MIRAGE-Bench: LLM Agent is Hallucinating and Where to Find Them

📝 Paper Summary

Agentic AI Factuality and Hallucination Benchmarks and Evaluation

MIRAGE-Bench creates a unified testbed for eliciting and evaluating LLM agent hallucinations by isolating risk-prone decision points within deterministic contextual snapshots.

Core Problem

Hallucinations in LLM agents manifest as dangerous actions rather than just text, but existing evaluations are fragmented, hard to reproduce due to stochastic environments, and difficult to verify without ground truth.

Why it matters:

Agentic hallucinations translate directly into real-world risks, such as leaking user credentials or deleting files
Current benchmarks like WebArena or SWE-Bench focus on task success rates, missing the specific diagnosis of when and why agents become unfaithful to their context
Stochastic branching in interactive environments makes reproducing specific hallucination failures unreliable for consistent benchmarking

Concrete Example: In TheAgentCompany, an agent instructed to message 'Mark Johnson' hallucinates that it has already navigated to Mark's page (despite the observation showing 'Mike Chen'). It then sends Mark's password to Mike, causing a data leak.

Key Novelty

Contextual Snapshot Evaluation Strategy

Freezes agent execution at specific 'risk-triggering' steps (e.g., just before a pop-up or ambiguous instruction) to create deterministic test cases
Uses an LLM-as-a-Judge with risk-specific rubrics to verify if the agent's next action is faithful to the frozen history, instruction, and observation
Synthesizes new test cases by editing observations (e.g., injecting diverse out-of-scope queries) within the snapshots to scale evaluation without full environment re-execution

Architecture

The MIRAGE-Bench pipeline for constructing and scaling contextual snapshots from risk-inducing tasks

Evaluation Highlights

Proprietary models like GPT-4o-2024-11-20 still hallucinate actions frequently (Hallucination Rate 0.339), showing limited improvement over open weights
Open-source Qwen2.5-32B-Instruct achieves competitive reliability (Utility Score 0.581) comparable to top proprietary models like GPT-4o (Utility Score 0.569)
Stronger models like Claude-3.5-Sonnet show slightly higher susceptibility (0.08 rate) to pop-up distractions than weaker models, likely due to increased perceptual attention to irrelevant cues

Breakthrough Assessment

8/10

Significant methodological advance in evaluating agent reliability by converting stochastic interactions into deterministic snapshots. Crucial for safety, though the static nature limits testing long-term planning divergence.

⚙️ Technical Details

Problem Definition

Setting: Evaluating the faithfulness of an LLM agent's next predicted action $a_{t+1}$ given a static context tuple $(I, H_t, O_t)$

Inputs: Task Instruction ($I$), Interaction History ($H_t$), and Current Observation ($O_t$) containing a specific risk trigger

Outputs: Agent action (code/function call) and subsequent utility score (0, 0.5, or 1)

Pipeline Flow

Risk Audit: Identify failure patterns in existing benchmarks
Snapshot Extraction: Run agents, freeze at risk points, save context
Synthesis: Scale snapshots by editing observations (e.g., injecting queries)
Evaluation: Query target LLM for next action → Judge with o4-mini

System Modules

Snapshot Extractor (Data Construction)

Harvest interaction traces from benchmarks (WebArena, etc.) and freeze them at moments matching risk definitions

Model or implementation: N/A (Process)

Context Synthesizer (Data Construction)

Scale the dataset by programmatically or logically altering observations in snapshots (e.g., changing text in accessibility trees)

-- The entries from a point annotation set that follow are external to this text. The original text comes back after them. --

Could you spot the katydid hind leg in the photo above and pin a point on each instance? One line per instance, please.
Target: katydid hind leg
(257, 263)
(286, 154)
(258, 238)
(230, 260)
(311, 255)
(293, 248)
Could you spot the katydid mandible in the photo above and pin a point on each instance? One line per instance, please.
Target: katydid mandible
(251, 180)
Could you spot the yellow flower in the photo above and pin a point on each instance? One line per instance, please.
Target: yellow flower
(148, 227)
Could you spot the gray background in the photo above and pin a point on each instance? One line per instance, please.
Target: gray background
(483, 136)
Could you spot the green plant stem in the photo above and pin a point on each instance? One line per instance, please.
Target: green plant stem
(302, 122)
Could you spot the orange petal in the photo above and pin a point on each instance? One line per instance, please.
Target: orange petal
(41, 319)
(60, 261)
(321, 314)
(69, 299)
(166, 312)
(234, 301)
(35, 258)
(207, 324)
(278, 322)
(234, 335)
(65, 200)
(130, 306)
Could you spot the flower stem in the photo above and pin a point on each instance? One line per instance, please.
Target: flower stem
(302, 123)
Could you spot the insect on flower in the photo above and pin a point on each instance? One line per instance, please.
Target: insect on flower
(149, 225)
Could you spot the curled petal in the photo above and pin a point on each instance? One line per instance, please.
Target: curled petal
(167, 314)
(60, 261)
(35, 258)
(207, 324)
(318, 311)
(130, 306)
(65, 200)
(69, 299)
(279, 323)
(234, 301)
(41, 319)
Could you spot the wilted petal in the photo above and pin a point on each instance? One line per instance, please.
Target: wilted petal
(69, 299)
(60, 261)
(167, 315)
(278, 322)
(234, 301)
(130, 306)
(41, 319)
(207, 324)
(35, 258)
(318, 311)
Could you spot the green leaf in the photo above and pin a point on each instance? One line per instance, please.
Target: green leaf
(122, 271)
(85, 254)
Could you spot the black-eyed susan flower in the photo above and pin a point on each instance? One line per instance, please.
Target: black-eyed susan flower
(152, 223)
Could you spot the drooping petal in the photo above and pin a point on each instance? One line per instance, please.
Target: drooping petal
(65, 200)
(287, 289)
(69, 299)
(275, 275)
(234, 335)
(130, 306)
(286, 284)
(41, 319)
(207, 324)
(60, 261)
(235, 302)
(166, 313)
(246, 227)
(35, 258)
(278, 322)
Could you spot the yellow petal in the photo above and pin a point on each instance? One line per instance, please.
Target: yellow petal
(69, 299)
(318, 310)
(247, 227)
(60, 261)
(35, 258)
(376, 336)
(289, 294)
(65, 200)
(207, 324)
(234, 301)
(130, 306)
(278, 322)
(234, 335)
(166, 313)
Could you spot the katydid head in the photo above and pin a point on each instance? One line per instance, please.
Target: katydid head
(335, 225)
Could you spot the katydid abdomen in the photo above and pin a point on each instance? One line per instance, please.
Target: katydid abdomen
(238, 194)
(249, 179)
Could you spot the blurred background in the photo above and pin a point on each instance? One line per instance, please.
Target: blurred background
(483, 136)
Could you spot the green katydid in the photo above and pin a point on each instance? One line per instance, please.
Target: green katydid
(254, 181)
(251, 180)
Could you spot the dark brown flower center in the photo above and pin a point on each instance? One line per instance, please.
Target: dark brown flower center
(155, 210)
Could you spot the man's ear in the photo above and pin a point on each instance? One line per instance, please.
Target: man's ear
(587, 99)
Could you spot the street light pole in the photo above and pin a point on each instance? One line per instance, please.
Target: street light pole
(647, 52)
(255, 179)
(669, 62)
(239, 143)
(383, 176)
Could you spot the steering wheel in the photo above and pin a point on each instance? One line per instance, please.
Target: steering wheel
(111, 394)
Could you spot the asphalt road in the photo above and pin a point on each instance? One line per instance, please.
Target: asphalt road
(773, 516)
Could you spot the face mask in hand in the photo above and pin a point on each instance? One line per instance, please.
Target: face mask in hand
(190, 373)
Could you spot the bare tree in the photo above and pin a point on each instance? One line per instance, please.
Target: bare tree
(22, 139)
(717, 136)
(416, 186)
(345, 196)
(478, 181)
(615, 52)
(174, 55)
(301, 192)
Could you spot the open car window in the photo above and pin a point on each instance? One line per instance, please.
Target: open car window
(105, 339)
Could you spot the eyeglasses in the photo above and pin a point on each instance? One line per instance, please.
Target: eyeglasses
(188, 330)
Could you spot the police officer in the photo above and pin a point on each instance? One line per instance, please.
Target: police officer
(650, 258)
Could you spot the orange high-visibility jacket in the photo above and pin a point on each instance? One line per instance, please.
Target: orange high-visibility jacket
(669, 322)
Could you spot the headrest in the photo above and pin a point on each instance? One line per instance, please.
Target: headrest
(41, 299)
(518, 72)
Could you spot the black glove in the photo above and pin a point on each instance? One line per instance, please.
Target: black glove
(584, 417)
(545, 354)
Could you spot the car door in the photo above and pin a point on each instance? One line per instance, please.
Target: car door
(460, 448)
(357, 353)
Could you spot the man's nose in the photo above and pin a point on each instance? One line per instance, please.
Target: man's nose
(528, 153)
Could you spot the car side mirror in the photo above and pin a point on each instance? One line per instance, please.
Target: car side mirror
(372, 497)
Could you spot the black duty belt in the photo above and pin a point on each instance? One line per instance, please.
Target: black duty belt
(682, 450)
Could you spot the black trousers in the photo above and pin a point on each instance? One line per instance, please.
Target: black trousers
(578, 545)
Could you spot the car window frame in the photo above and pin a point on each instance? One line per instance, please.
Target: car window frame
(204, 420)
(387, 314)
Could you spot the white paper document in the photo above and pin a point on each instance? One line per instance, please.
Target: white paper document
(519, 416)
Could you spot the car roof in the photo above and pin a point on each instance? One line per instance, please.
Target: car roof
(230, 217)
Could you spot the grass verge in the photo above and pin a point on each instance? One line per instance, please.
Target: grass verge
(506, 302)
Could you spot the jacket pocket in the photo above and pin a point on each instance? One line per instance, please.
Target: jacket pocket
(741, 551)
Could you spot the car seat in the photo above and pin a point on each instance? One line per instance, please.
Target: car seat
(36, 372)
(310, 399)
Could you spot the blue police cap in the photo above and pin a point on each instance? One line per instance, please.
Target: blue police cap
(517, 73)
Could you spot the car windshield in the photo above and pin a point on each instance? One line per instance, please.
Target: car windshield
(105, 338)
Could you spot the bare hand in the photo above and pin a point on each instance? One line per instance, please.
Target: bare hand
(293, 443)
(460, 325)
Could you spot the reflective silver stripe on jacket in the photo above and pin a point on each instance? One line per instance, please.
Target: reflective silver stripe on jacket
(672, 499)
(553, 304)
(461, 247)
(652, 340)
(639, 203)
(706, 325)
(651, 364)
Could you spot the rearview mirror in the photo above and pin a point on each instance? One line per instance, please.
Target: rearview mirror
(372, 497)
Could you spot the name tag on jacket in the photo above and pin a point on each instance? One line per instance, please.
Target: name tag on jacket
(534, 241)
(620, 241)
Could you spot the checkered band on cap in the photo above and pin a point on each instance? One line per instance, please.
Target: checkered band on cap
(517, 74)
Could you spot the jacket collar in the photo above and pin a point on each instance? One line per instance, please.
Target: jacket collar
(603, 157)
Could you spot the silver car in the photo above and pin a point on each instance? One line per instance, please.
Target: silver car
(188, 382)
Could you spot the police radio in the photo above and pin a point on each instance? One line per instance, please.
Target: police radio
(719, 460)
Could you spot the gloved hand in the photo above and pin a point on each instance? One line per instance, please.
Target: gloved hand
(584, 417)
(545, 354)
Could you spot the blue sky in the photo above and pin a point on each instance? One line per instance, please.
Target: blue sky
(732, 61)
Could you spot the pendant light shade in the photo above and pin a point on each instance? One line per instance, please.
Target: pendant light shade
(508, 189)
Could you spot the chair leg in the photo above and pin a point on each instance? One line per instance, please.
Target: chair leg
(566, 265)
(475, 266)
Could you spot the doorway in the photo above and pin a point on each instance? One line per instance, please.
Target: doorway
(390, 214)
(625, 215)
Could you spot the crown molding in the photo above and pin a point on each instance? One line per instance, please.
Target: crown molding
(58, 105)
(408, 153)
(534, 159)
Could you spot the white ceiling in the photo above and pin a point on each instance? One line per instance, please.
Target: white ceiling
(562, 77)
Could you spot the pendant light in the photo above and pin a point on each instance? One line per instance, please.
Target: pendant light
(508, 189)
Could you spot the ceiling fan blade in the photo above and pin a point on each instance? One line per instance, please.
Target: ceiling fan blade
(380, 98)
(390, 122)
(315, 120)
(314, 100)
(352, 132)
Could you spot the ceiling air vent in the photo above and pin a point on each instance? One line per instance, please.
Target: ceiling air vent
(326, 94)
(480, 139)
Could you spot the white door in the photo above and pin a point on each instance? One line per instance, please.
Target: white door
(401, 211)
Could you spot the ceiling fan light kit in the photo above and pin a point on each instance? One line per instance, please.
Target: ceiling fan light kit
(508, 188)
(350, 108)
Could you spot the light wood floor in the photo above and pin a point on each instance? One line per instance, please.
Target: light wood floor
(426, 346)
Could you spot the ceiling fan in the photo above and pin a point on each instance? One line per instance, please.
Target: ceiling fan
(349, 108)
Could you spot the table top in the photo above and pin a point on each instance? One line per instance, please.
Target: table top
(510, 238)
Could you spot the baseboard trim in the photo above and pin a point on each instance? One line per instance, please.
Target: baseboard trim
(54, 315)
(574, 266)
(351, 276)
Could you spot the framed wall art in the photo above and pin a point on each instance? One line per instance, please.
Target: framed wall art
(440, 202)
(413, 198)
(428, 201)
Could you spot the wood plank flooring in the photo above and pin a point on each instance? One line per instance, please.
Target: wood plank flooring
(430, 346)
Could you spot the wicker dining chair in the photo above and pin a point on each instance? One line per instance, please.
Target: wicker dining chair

Model or implementation: o4-mini

Target Agent (Evaluation)

The LLM being benchmarked; generates the next action given the snapshot

Model or implementation: Various (Llama-3, GPT-4o, etc.)

LLM Judge (Evaluation)

Verify if the agent's action is faithful to the provided context

Model or implementation: o4-mini

Novel Architectural Elements

Taxonomy-driven snapshot pipeline: Organizes evaluation around 3 faithfulness axes (Instruction, History, Observation) rather than task success
Deterministic replay of stochastic agent states: Decouples evaluation from environment simulators by using frozen contexts

Modeling

Base Model: Benchmarked models include Llama-3.x (70B), Qwen2.5 (7B-72B), GPT-4o, Claude-3.5/3.7, Gemini-2.0/2.5

Training Method: N/A (Evaluation only benchmark)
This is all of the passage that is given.